Help & DocumentationAnti-DDoS ProBest PracticeAnti-DDoS Pro Remote Protection Scheme

Anti-DDoS Pro Remote Protection Scheme

Last updated: 2019-09-26 18:33:35



Due to objective factors, Anti-DDoS Pro provides up to 300 Gpbs of protection bandwidth in Shanghai and a lower bandwidth in Guangzhou and Beijing. In addition, Anti-DDoS Pro is not available in Chengdu, Chongqing, and other regions in China.
If your business origin servers are deployed on Tencent Cloud and you require DDoS protection in regions other than the region where Tencent Cloud origin servers locate, you can refer to this plan.

Protection Solution

This plan consists of Anti-DDoS Pro, Cloud Load Balancer (CLB), and customer originservers. Deploy a CLB in the regions with Anti-DDoS Pro resources and bind the CLB to the Anti-DDoS Pro instance. Configure the private network forwarding rules for the CLB to ensure that the public network IPs can access business through the CLB.

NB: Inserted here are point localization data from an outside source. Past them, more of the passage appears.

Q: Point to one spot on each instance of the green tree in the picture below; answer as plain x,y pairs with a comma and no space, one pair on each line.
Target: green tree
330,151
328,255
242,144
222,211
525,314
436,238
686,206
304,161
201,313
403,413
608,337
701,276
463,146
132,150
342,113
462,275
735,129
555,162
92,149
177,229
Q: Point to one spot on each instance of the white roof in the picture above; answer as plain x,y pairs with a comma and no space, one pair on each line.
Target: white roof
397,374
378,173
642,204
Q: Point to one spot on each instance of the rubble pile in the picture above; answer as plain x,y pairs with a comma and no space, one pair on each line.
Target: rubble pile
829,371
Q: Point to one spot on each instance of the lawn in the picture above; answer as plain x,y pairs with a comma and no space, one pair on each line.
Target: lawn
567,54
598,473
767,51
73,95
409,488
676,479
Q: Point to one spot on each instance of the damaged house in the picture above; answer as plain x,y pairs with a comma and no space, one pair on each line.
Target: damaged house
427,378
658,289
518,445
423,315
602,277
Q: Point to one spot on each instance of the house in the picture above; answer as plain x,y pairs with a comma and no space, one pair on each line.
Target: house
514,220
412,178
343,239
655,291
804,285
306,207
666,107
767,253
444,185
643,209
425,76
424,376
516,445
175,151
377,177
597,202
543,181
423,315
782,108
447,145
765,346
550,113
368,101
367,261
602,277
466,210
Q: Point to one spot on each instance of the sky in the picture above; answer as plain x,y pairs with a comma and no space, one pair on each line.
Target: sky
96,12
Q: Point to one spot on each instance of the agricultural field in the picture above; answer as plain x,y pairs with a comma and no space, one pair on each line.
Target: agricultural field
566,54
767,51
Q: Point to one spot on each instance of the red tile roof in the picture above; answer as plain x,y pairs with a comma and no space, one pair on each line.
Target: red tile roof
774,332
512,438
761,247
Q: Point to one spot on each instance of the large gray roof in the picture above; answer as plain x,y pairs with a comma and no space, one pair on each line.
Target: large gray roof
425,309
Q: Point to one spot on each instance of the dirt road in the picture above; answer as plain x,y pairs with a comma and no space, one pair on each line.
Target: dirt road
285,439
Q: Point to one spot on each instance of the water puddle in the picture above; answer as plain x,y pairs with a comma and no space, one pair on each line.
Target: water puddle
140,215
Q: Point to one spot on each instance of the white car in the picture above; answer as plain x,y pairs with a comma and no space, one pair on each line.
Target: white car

  • In normal status, business IP can be parsed to the public network IPs of the origin server (or directly to CLB public network IPs in other regions). The business traffic accesses the nearby origin server.
  • If attacks occur, the business IP is parsed to CLB IPs for DDoS attack traffic cleansing. After cleansing, the CLB forwards the traffic to the origin server via a private direct connect.

The following figure shows the detailed plan.

Solution Results

  • The protection is no longer limited by regions and provides up to 300 Gpbs of Anti-DDoS Pro protection.
  • The business traffic is forwarded by Tencent Cloud through direct connection to the private network with high reliability and a short delay time.
  • Enjoy all the advantages of the Tencent Cloud BGP network, where all public network IPs belong to the BGP network lowering delay times.

Suggestions and Notes

  • Deploy Anti-DDoS Pro and CLB in advance.
  • Establish a business availability monitoring regime to discover and handle swiftly any exceptional access to the origin server when the automatic switching regime is not deployed.
  • Conduct regular tests and practice drills to familiarize yourself with solutions and to solve potential problems.